2. Art. 50 der Charta der Grundrechte der Europäischen Union i.V.m. Art. 52 Abs. 1 dieser Charta ist dahin auszulegen, dass er nicht dem entgegensteht, dass einem Erdgasversorger auf der Grundlage unterschiedlicher nationaler Rechtsvorschriften zur Umsetzung der Richtlinie 2009/73 bzw. der Richtlinie 2005/29/EG des Europäischen Parlaments und des Rates vom 11. Mai 2005 über unlautere Geschäftspraktiken im binnenmarktinternen Geschäftsverkehr zwischen Unternehmen und Verbrauchern und zur Änderung der Richtlinie 84/450/EWG des Rates, der Richtlinien 97/7/EG, 98/27/EG und 2002/65/EG des Europäischen Parlaments und des Rates sowie der Verordnung (EG) Nr. 2006/2004 des Europäischen Parlaments und des Rates (Richtlinie über unlautere Geschäftspraktiken) zwei Sanktionen auferlegt werden, die als „Sanktionen strafrechtlicher Art für denselben Sachverhalt“ einzustufen sind, vorausgesetzt, dass
- es klare und präzise Regeln gibt, anhand deren sich vorhersehen lässt, bei welchen Handlungen und Unterlassungen eine Kumulierung von Verfolgungsmaßnahmen und Sanktionen in Frage kommt, und die eine Koordinierung zwischen den beiden zuständigen Behörden gewährleisten,
- die beiden betreffenden Verfahren in hinreichend koordinierter Weise und in einem engen zeitlichen Zusammenhang geführt wurden und
- die Gesamtheit der verhängten Sanktionen der Schwere der Verstöße entspricht.



A.
Problemstellung
Unternehmen sind einer Vielzahl unionsrechtlich determinierter – sich teilweise überschneidender – regulatorischer Vorgaben ausgesetzt. Dies birgt das Risiko, dass ein Unternehmen in das Visier mehrerer Behörden gerät, die wegen desselben Sachverhalts parallel Verfolgungsmaßnahmen einleiten und Unternehmensgeldbußen verhängen. Aus Unternehmenssicht stellt sich die Frage, ob und inwieweit mehrfache Verfolgungs- und Sanktionsmaßnahmen, die auf der Umsetzung von Unionsrecht beruhen und denselben Sachverhalt betreffen, durch das unionsrechtliche Doppelbestrafungsverbot nach Art. 50 GRCh („ne bis in idem“) ausgeschlossen sind.


B.
Inhalt und Gegenstand der Entscheidung
Der EuGH hatte infolge eines Vorabentscheidungsersuchens eines rumänischen Gerichts darüber zu entscheiden, ob die doppelte Bebußung eines Erdgasversorgers (Engie Romania SA – Engie) durch die rumänische Verbraucherschutzbehörde (Autoritatea Naționala pentru Protecția Consumatorilor – ANPC) und die rumänische Energieregulierungsbehörde (Autoritatea Naționala de Reglementare in Domeniul Energiei – ANRE) eine Doppelbestrafung nach Art. 50 GRCh darstellt, die nicht nach Art. 52 Abs. 1 GRCh gerechtfertigt ist. Art. 52 Abs. 1 GRCh erlaubt insoweit unter bestimmten Voraussetzungen die Einschränkung der in der GRCh anerkannten Rechte und Freiheiten.
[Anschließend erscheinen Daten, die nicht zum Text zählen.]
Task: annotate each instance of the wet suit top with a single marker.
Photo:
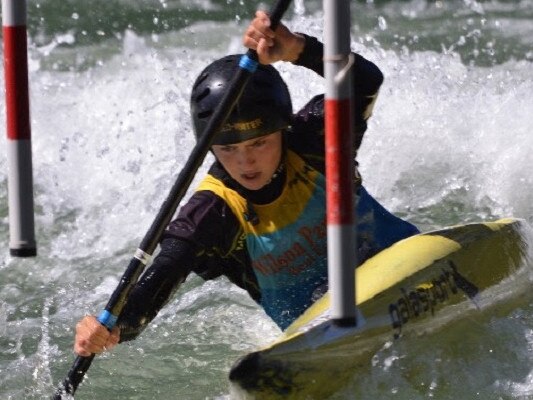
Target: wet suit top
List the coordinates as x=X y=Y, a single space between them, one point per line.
x=272 y=241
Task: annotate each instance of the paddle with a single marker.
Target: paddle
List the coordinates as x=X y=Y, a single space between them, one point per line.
x=141 y=258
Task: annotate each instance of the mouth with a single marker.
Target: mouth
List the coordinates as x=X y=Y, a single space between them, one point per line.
x=250 y=176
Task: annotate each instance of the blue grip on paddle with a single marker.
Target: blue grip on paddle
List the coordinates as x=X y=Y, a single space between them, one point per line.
x=248 y=64
x=107 y=319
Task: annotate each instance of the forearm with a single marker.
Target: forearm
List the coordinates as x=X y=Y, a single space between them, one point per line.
x=155 y=288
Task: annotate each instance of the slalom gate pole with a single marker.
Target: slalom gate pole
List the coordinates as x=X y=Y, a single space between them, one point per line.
x=339 y=162
x=108 y=317
x=19 y=160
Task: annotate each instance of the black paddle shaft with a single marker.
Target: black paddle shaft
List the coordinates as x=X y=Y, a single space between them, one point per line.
x=150 y=241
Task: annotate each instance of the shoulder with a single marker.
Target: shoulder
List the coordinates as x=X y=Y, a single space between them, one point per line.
x=205 y=219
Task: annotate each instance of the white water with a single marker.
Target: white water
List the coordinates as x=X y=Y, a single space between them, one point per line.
x=447 y=144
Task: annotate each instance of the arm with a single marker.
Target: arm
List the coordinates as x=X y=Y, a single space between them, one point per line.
x=307 y=51
x=150 y=294
x=201 y=240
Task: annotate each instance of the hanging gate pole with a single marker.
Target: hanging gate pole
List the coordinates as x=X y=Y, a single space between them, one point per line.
x=20 y=175
x=339 y=162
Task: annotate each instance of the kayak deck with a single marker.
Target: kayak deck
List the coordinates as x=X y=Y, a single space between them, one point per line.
x=413 y=287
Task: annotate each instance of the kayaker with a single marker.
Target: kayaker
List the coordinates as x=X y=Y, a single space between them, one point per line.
x=258 y=217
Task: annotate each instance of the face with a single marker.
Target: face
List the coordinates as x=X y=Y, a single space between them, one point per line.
x=253 y=162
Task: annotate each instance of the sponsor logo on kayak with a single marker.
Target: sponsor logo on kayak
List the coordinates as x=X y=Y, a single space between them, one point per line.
x=424 y=298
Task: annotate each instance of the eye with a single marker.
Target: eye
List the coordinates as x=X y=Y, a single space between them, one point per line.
x=227 y=148
x=259 y=143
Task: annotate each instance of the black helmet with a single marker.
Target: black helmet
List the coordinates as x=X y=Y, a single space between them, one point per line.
x=264 y=107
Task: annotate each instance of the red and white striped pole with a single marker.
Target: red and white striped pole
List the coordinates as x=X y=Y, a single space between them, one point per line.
x=20 y=175
x=339 y=162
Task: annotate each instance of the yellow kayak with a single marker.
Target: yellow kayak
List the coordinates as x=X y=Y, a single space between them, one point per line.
x=414 y=286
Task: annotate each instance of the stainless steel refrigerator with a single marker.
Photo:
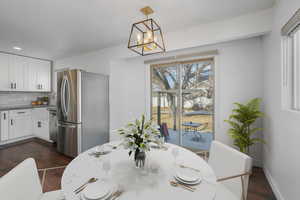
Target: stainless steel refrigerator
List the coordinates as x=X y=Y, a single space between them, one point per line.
x=82 y=111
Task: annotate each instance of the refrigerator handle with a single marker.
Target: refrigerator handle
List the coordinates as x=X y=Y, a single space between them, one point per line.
x=67 y=105
x=62 y=95
x=66 y=126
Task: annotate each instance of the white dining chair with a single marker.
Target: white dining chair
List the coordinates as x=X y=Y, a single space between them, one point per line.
x=23 y=182
x=232 y=169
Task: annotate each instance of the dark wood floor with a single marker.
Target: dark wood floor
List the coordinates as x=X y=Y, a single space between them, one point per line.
x=47 y=157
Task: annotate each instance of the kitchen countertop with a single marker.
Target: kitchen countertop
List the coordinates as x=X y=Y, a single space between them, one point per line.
x=5 y=108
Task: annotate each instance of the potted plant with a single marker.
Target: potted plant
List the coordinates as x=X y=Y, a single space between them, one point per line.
x=137 y=138
x=241 y=121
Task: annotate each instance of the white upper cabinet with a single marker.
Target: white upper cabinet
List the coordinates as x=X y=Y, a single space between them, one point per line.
x=44 y=74
x=39 y=73
x=4 y=131
x=18 y=73
x=17 y=68
x=4 y=72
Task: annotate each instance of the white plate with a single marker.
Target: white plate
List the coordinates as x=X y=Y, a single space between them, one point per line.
x=97 y=190
x=188 y=175
x=188 y=183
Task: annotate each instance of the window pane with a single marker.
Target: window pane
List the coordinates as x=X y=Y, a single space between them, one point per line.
x=164 y=78
x=197 y=119
x=165 y=114
x=197 y=75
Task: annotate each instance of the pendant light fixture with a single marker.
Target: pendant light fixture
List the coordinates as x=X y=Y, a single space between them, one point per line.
x=146 y=37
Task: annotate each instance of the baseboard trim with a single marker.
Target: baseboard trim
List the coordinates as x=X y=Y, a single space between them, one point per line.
x=273 y=184
x=16 y=141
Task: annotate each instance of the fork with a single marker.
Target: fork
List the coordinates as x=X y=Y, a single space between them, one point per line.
x=116 y=194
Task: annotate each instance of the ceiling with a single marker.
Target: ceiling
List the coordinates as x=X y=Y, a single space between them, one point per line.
x=58 y=28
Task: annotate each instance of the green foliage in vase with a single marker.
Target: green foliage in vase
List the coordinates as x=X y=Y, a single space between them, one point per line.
x=139 y=134
x=241 y=121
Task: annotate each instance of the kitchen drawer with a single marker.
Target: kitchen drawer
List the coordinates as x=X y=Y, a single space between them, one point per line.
x=19 y=113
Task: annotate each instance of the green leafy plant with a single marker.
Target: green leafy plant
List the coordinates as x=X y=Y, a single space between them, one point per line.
x=138 y=135
x=241 y=121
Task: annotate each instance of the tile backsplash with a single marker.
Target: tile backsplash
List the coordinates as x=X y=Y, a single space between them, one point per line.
x=18 y=99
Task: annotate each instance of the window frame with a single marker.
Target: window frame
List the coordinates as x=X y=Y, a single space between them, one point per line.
x=179 y=64
x=290 y=53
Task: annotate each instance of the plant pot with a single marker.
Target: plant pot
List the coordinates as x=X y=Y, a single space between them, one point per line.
x=139 y=158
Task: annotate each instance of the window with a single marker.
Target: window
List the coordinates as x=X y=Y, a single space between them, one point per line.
x=291 y=64
x=183 y=102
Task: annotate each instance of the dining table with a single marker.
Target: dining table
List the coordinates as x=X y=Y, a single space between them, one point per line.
x=147 y=183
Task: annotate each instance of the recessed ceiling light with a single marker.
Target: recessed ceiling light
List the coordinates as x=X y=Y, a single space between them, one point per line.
x=17 y=48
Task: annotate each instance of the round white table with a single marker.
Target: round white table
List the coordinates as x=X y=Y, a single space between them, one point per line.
x=140 y=184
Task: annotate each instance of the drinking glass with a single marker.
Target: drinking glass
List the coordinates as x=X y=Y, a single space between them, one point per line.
x=175 y=153
x=106 y=166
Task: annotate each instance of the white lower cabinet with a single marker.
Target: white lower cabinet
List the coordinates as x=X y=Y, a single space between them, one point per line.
x=16 y=124
x=4 y=126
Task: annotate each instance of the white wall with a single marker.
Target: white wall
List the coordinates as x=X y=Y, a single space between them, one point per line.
x=239 y=74
x=281 y=128
x=245 y=26
x=238 y=59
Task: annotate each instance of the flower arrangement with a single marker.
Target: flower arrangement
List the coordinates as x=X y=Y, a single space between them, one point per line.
x=138 y=135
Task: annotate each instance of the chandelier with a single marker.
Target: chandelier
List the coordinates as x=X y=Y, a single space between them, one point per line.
x=146 y=37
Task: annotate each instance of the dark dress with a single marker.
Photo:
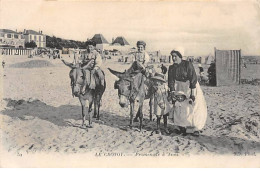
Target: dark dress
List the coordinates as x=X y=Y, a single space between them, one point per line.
x=182 y=72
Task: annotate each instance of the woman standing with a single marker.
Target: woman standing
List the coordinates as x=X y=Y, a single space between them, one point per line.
x=182 y=78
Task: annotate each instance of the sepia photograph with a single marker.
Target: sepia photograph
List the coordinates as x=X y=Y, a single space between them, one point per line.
x=129 y=84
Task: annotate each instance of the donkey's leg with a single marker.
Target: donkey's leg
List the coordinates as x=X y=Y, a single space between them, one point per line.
x=165 y=124
x=95 y=107
x=90 y=113
x=151 y=103
x=158 y=130
x=83 y=111
x=131 y=113
x=98 y=107
x=141 y=115
x=137 y=116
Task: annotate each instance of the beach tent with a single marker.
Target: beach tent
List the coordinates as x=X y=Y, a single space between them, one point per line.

Gegenstand der Bußgeldentscheidungen der ANPC und der ANRE war ein- und derselbe Sachverhalt: Engie hatte seinen Haushaltskunden im Rahmen eines Vertragsangebots einen Erdgaspreis für zwölf Monate zugesichert, kündigte jedoch drei Monate später eine Preisänderung an. Die ANPC erblickte darin eine unlautere Irreführung nach rumänischem Verbraucherschutzrecht, das die EU-Richtlinie über unlautere Geschäftspraktiken (RL 2005/29/EG) umsetzt. Sie verhängte im September 2021 eine Unternehmensgeldbuße i.H.v. 30.000 Euro und ordnete die Rückabwicklung der Preisänderung an.
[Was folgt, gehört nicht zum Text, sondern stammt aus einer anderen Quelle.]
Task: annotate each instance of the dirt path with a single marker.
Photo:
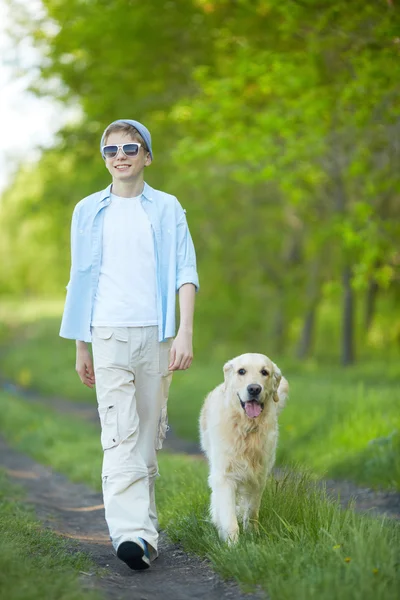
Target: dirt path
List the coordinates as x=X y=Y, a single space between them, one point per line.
x=366 y=499
x=76 y=512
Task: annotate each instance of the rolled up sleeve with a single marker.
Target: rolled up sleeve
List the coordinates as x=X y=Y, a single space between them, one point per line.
x=186 y=269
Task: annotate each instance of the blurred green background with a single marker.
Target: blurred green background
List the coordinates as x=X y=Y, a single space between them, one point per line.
x=277 y=127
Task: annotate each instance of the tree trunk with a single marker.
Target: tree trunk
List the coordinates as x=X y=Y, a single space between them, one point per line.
x=347 y=318
x=307 y=335
x=370 y=303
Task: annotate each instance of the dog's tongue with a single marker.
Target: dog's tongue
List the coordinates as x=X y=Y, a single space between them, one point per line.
x=252 y=408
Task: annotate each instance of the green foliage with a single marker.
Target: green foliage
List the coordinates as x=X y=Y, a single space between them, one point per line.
x=276 y=125
x=337 y=423
x=306 y=546
x=35 y=564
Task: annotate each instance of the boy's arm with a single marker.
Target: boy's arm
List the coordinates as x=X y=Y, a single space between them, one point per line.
x=182 y=348
x=84 y=364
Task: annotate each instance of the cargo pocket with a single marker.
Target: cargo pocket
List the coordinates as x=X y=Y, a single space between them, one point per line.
x=163 y=421
x=164 y=349
x=109 y=426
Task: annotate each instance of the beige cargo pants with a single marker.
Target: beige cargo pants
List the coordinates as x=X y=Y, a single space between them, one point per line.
x=132 y=384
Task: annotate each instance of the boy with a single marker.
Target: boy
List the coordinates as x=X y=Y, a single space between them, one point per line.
x=131 y=251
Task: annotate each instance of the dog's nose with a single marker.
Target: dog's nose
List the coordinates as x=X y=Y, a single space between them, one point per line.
x=254 y=389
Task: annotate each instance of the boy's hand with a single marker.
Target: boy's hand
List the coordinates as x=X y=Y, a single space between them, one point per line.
x=181 y=354
x=84 y=364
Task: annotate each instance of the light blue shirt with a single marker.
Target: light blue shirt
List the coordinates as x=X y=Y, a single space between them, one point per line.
x=174 y=254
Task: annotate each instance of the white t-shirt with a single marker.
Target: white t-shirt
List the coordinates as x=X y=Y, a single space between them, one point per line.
x=126 y=292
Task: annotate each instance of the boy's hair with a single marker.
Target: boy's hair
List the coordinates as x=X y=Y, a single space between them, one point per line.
x=128 y=130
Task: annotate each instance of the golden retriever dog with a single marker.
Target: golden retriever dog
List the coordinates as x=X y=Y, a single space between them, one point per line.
x=239 y=435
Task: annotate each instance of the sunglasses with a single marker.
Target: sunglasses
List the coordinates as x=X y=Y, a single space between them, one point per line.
x=130 y=149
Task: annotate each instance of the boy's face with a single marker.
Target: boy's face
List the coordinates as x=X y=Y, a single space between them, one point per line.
x=125 y=168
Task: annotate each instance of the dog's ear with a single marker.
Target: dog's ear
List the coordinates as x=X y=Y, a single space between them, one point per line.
x=228 y=368
x=276 y=379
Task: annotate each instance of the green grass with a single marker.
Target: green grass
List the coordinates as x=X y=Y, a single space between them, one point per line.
x=338 y=422
x=35 y=564
x=307 y=548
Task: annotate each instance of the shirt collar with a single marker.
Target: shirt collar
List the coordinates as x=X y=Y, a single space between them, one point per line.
x=147 y=193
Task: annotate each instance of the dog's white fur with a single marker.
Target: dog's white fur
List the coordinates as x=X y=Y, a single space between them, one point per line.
x=241 y=449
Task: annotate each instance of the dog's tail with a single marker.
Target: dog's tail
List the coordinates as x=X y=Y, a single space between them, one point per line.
x=283 y=393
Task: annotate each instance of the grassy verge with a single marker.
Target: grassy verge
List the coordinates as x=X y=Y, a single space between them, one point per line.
x=338 y=422
x=34 y=563
x=307 y=548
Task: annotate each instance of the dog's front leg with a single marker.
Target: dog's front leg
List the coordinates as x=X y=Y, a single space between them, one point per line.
x=223 y=508
x=251 y=501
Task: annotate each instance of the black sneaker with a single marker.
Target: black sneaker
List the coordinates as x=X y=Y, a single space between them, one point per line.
x=135 y=554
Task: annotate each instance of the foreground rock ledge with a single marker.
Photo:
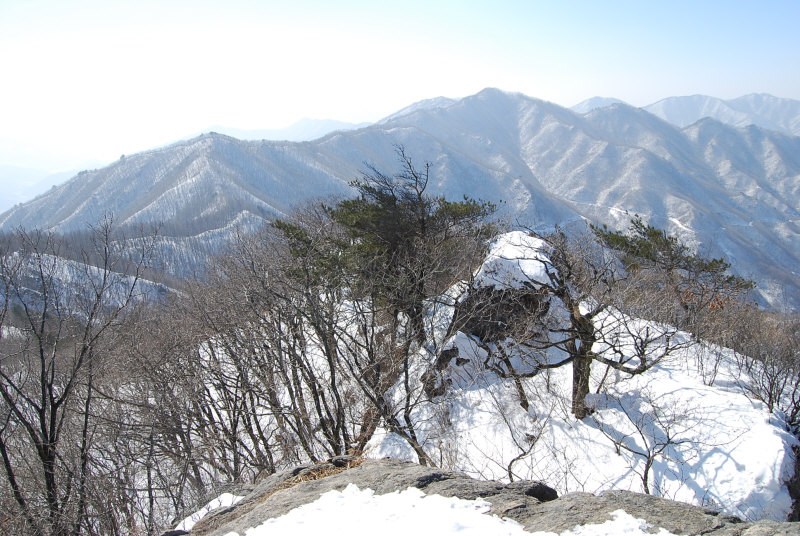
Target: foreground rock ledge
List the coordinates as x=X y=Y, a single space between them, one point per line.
x=532 y=504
Das infolgedessen von Engie angerufene rumänische Gericht hob den Bußgeldbescheid der ANPC aufgrund fehlender Zuständigkeit der Behörde rechtskräftig auf. Die ANRE qualifizierte dasselbe Vorgehen von Engie als eine Verletzung der Preistransparenzpflicht nach rumänischem Energiewirtschaftsrecht, das die – mittlerweile außer Kraft getretene – EU-Erdgasbinnenmarkt-RL (RL 2009/73/EG) umsetzte. Die ANRE verhängte im Oktober 2021 eine Geldbuße i.H.v. 160.000 Euro gegen Engie und ordnete ebenfalls die Rückabwicklung der Preisänderung an.
Der EuGH gelangt zu dem Ergebnis, dass die doppelte Bebußung Engies dem Grunde nach eine Doppelbestrafung i.S.v. Art. 50 GRCh darstelle, diese aber unter bestimmten – vom vorlegenden Gericht zu prüfenden – Voraussetzungen nach Art. 52 Abs. 1 GRCh gerechtfertigt sein könne.
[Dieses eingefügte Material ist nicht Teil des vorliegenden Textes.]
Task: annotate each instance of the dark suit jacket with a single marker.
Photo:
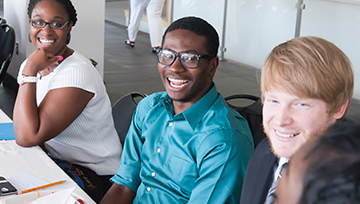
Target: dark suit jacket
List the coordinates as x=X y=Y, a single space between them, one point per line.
x=259 y=174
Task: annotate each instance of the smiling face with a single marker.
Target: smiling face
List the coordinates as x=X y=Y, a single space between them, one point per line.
x=186 y=86
x=289 y=121
x=53 y=40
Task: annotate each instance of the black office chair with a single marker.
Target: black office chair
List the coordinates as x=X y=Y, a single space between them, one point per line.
x=122 y=112
x=252 y=113
x=7 y=43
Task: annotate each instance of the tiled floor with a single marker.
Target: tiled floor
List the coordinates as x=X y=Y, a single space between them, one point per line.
x=135 y=69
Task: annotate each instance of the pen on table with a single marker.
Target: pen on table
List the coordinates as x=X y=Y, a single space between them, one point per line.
x=43 y=186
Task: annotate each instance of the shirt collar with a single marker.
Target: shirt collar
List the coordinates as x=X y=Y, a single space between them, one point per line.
x=282 y=161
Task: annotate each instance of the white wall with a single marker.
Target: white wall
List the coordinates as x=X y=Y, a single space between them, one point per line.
x=87 y=36
x=255 y=27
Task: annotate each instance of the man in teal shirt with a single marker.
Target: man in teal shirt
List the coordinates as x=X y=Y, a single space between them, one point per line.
x=184 y=145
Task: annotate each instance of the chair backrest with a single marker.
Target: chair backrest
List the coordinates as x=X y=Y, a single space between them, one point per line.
x=7 y=43
x=122 y=112
x=252 y=113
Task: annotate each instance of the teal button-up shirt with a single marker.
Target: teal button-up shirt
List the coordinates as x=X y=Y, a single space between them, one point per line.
x=197 y=156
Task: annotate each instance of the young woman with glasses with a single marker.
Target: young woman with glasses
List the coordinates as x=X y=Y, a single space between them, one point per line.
x=62 y=104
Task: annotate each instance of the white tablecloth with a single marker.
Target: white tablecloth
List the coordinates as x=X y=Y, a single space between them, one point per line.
x=16 y=160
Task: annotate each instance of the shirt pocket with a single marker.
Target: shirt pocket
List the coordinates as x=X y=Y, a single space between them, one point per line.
x=185 y=171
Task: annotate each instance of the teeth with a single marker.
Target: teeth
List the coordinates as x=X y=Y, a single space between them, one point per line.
x=285 y=135
x=46 y=41
x=177 y=83
x=177 y=80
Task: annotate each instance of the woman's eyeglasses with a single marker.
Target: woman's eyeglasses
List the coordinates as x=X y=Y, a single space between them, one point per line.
x=42 y=24
x=188 y=60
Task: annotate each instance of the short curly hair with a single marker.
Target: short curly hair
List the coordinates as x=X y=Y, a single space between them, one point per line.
x=70 y=9
x=199 y=27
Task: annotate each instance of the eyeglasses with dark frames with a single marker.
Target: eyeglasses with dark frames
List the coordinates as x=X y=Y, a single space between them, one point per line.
x=187 y=59
x=42 y=24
Zum – nach Art. 50 GRCh vorausgesetzten – Vorliegen von strafrechtlichen Sanktionen betont der EuGH, dass nicht die Einordnung nach nationalem Recht als Straftat maßgeblich sei. Vielmehr bestimme sich dies nach der intrinsischen Natur der Zuwiderhandlung oder der Schwere der Sanktion. Für die intrinsische Natur der Zuwiderhandlung sei zu prüfen, ob die Sanktion auch – unabhängig von einem präventiven Zweck – einen repressiven Zweck verfolge. Maßnahmen, die allein der Wiedergutmachung eines Schadens dienten (in diesem Fall die behördlichen Anordnungen zur Rückabwicklung der Preisänderung), seien demgegenüber nicht-strafrechtlicher Natur. Für die festgesetzten Unternehmensgeldbußen verweist der EuGH zurück an das vorlegende Gericht. Dieses solle feststellen, ob die Geldbußen den für eine strafrechtliche Sanktion i.S.v. Art. 50 GRCh hinreichenden Schweregrad aufweisen.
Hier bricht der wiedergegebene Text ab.